My hope for this evening is to at least take Lucy for a run around the neighborhood. We are planning for the Humane Society Fast and Furriest race on Sunday morning. No guarantees, because they are calling for rain for the next 10 DAYS!! And Lucy, she won’t even go out to pee in the rain… she won’t have any part of it. At all.

Plus, I want to try out my new shoes on the road. I tried Sauconys, but they really hurt my feet. Then I tried a pair of Asics and am now onto my second pair. The first pair I primarily use at the gym, the second pair I want to run and do whatever in (they look super cool!) Only running will tell though.

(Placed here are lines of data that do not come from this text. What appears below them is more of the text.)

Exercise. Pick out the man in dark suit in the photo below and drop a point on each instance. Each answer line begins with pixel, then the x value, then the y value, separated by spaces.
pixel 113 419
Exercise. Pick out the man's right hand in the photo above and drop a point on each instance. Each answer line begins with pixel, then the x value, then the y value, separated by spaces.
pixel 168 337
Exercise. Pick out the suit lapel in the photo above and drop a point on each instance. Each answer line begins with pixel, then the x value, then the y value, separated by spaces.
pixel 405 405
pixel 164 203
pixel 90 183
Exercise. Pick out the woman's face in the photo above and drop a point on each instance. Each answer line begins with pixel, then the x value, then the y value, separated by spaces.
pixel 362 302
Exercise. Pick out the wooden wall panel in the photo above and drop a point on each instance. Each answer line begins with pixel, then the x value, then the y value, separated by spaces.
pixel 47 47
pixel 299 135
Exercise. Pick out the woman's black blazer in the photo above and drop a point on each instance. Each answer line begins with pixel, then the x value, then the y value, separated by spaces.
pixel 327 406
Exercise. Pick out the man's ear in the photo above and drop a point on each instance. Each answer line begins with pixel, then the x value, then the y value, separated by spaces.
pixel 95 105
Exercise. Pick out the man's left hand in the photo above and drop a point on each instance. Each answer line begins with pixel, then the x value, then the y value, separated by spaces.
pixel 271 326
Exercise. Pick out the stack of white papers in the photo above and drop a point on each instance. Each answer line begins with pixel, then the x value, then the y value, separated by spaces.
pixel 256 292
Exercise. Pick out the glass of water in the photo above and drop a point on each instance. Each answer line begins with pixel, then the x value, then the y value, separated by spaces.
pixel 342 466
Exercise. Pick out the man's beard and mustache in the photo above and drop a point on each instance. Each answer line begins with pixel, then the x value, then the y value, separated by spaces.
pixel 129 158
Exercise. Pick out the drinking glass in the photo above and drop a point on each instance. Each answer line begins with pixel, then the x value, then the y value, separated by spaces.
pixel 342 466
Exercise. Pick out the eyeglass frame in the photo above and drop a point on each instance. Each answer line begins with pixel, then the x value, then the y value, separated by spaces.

Let’s just hope that I remember to look into the C25K tonight for download…

Monday, April 19, 2010

One More Time!

It sure has been a while… and you all are probably wondering what happened, right? Well, I lost my motivation last week. I went to the gym one time. I don’t know what happened, I just felt so run down and unable to function.

BUT

I have decided to start over. Starting over with everything! I am starting the first 2 weeks of my diet again, hoping that helps me. And I am also going to look into some new eating plans that I have heard about recently.

I am also going to work on getting over my stupid fear of the gym. I am always afraid that people are looking at me while I mind my own business and work out. To be honest, people probably are looking at me just as much as I look at them… which is hardly ever. I need to lift, and I bought a book to help me with different lifts to try out. Plus, I need to get over my fear of the weight machines too. I don’t know how to use them, but nothing is stopping from asking except for me… I really get in my own way most of the time.

So, here we go again… trying to get myself in some kind of shape. I will say this though, I feel better now than I did a year ago. I just wish I didn’t have so much going on. If it’s not one thing, it’s another. I have to get up so early for work, be there for almost 12 hours, then come home and be expected to get in a good workout, get some food, do the normal stuff a person does when they get home in the evenings, and still function the next day.

Enough with the excuses, though. It’s time for me to tell everyone and everything telling me that I can’t that I can!